«L’Église ne doit pas laisser les couples livrés à eux-mêmes»
Préparer les couples au mariage, c’est bien. Les accompagner ensuite c’est mieux. Telle est la conviction de Gabriella Gambino. Dans un entretien à I.MEDIA, la sous-secrétaire du Dicastère pour les laïcs, la famille et la vie revient sur l’attention que l’Église doit apporter aux couples.
Propos recueillis par Cyprien Viet/I.Média
Dans la lignée des deux assemblées synodales sur la famille menées au début du pontificat du pape François et de son exhortation apostolique Amoris Laetitia, publiée en 2016, le Vatican cherche à faire «infuser» de nouvelles pratiques dans l’accompagnement des couples, explique Gabriella Gambino, qui est elle-même mariée et mère de cinq enfants.

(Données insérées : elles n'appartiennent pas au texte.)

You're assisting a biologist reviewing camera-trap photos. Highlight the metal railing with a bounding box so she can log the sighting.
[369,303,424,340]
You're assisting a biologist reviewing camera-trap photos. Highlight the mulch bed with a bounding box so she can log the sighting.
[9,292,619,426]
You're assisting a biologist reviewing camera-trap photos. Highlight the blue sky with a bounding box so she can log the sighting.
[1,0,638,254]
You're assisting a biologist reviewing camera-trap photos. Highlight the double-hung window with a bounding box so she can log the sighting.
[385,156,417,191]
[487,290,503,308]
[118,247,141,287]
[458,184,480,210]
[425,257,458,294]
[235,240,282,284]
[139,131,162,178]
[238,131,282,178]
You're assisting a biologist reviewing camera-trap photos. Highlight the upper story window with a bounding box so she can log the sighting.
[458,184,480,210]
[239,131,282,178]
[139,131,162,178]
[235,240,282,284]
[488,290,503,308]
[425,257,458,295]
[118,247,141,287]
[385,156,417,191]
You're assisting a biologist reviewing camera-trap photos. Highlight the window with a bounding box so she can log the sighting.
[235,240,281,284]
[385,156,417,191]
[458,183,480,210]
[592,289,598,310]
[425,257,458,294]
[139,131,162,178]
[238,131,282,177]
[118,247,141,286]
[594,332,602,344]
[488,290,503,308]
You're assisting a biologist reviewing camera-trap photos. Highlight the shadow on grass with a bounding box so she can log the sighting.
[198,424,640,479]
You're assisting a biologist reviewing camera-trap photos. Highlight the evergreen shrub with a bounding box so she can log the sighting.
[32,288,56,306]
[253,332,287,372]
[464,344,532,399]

Dans cette perspective, les Itinéraires catéchuménaux pour la vie conjugale, publiés en juin 2022, présentent de nombreuses propositions pour inciter les paroisses et les mouvements chrétiens à accompagner les couples dans leur préparation au mariage et dans le déploiement de leur vie conjugale, dans une dynamique de fidélité et d’ouverture à la vie. Le Pacte familial mondial – ou Global Family Compact – publié en mai 2023, tout en élargissant les perspectives, prolonge également cette thématique en insistant sur la formation des couples et leur témoignage chrétien dans des sociétés pluralistes, et parfois indifférentes.

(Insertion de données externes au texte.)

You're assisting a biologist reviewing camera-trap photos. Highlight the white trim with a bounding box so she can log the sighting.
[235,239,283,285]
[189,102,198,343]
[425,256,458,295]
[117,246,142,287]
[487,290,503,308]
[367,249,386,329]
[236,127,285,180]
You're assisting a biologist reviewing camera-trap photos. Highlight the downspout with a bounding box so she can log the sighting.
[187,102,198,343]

L’accompagnement des couples, avant et après le mariage, est-il une pratique pastorale nouvelle dans l’histoire de l’Église?
En soi, l’accompagnement pastoral de la célébration du mariage et l’aide aux époux pour mener une vie chrétienne étaient déjà prévus par le Code de Droit Canonique, mais en tant que «pratique pastorale», cela ne s’est imposé que récemment. Dans son exhortation Amoris Laetitia, le pape François invite l’Église à reconsidérer avec soin et attention le parcours des couples qui cherchent à vivre le sacrement du mariage. Le pape, faisant écho à Familiaris Consortio (exhortation apostolique publiée par Jean-Paul II en 1981, ndlr), voit dans cette pratique une clé pour aider les nouvelles générations à comprendre ce que les familles essayaient autrefois «normalement» de transmettre à leurs enfants, à savoir l’importance et la signification de se marier et de fonder une famille.

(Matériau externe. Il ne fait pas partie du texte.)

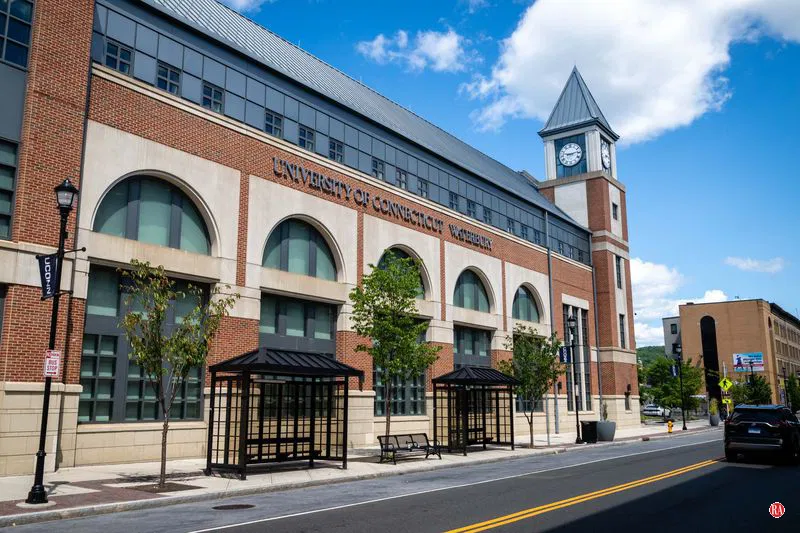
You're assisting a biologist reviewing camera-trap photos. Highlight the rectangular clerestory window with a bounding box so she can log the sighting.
[156,63,180,95]
[105,40,132,75]
[1,0,34,68]
[202,83,224,113]
[0,140,17,240]
[265,111,283,138]
[329,139,343,163]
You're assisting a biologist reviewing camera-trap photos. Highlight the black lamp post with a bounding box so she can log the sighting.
[567,315,582,444]
[26,179,79,505]
[675,345,687,431]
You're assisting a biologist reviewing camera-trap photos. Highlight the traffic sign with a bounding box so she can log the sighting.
[722,398,733,407]
[43,350,61,378]
[719,377,733,392]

«Le mariage est une véritable vocation, comme le sacerdoce, qui exige un discernement adéquat avant, mais aussi après, pour accompagner les époux»
L’accompagnement sur la durée des couples n’était pas une nécessité imposée à l’attention de l’Église, car il se produisait spontanément dans la vie quotidienne des familles et des communautés chrétiennes. Aujourd’hui, la sécularisation et les défis anthropologiques et culturels qui influencent la vision que nos enfants ont du mariage et de la famille nous obligent, en tant qu’Église, à travailler différemment au niveau pastoral, en offrant un accompagnement spécifique, avant et après le mariage.
Il faut surtout une annonce différente, centrée sur la nécessité de faire comprendre que le mariage est une véritable vocation, comme le sacerdoce, qui exige un discernement adéquat avant le mariage, mais aussi après, pour accompagner les époux dans toutes les étapes de la vie conjugale. Nous ne pouvons plus préparer les couples uniquement à la célébration du rite, mais nous devons les accompagner dans la vie conjugale.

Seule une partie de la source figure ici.